- Born: c. 1805
- Died: after 1856
- Allegiance: Zulu Kingdom
- Branch: Zulu army
- Rank: Military commander
- Commands: Forces of Mpande
- Known for: Principal military commander of King Mpande
- Conflicts: Battle of Maqongqo Battle of Ndondakusuka

= Nongalaza KaNondela =

Nongalaza KaNondela (c. 1805 – after 1856) was a Zulu warrior who was the principal military commander of King Mpande of the Zulu Kingdom.

==History==
When Mpande was chieftain of the Nyandwini clan, Nongalaza commanded his forces against the invasion by Robert Biggar and rebel Zulus, successfully destroying them at the Tugela River in 1838. In 1840, Mpande allied with the Boers and moved against his brother Dingane in a bid for the Zulu throne. Nongalaza led Mpande's main army, while Mpande took a separate route towards Dingane with a force of Boers under Andries Pretorius. Nongalaza encountered Dingane's army before the Boers arrived, and decided to attack immediately. At the Battle of Maqongqo Nongalaza crushed Dingane, and when Mpande arrived he was installed as king.

Under Mpande's rule, Nongalaza continued to enjoy the king's support, and was enriched with land and cattle. The trader and hunter William Clayton Humphreys reported that Nongalaza was "exceedingly kind" to him during his trip into Zululand in 1851.
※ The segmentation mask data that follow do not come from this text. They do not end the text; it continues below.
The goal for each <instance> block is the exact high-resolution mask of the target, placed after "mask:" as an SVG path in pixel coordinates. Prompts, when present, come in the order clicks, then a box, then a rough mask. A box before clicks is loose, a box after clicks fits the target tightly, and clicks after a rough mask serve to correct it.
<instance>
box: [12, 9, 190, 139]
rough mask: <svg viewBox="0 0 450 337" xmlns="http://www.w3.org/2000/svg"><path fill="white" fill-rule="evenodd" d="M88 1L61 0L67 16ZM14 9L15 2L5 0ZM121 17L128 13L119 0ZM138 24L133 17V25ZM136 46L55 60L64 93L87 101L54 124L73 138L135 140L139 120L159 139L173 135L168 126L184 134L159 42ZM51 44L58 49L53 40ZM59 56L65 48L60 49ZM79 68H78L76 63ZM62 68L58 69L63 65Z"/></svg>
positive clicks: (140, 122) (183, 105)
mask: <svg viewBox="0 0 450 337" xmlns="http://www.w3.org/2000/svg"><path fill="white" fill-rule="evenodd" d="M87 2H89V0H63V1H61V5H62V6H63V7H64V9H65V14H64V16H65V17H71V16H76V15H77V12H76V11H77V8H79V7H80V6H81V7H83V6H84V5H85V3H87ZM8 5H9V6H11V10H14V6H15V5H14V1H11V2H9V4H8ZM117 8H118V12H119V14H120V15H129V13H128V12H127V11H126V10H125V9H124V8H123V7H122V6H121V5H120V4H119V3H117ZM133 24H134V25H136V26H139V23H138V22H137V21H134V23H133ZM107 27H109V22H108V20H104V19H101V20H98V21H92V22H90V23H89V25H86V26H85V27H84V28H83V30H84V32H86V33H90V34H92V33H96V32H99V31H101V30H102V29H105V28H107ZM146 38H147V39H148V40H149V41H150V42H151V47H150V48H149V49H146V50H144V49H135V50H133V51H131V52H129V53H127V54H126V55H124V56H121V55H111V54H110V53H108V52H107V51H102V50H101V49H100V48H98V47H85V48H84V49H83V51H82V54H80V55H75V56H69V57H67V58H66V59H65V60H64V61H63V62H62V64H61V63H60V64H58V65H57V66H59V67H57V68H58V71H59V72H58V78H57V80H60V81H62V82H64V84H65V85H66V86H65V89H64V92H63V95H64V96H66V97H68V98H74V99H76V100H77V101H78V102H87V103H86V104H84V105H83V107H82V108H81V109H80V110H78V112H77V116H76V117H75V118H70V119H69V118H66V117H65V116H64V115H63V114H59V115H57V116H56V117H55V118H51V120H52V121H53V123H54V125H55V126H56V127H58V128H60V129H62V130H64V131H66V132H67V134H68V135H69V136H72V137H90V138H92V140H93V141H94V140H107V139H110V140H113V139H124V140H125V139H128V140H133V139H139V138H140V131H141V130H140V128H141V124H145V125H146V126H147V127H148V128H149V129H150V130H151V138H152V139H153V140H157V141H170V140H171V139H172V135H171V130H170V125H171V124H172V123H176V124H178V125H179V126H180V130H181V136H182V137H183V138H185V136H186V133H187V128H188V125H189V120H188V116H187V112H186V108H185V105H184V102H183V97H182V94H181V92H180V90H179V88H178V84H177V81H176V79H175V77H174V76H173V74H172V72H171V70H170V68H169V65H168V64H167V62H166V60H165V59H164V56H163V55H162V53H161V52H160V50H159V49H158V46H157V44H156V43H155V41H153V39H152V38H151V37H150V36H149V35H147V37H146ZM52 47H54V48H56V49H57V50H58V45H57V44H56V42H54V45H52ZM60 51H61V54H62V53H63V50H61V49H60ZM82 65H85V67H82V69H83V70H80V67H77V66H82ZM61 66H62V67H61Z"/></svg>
In 1856, a civil war broke out between Cetshwayo and Mbuyazi, the king's two oldest sons. Cetshwayo was supported by most of the territorial sub-chiefs, but Mpande favoured his younger son Mbuyazi. Nongalaza joined Mbuyazi. At the Battle of Ndondakusuka Mbuyazi was defeated, and Cetshwayo massacred almost all his followers, including five of his brothers. Nongalaza barely escaped by diving into the Tugela River and swimming to safety.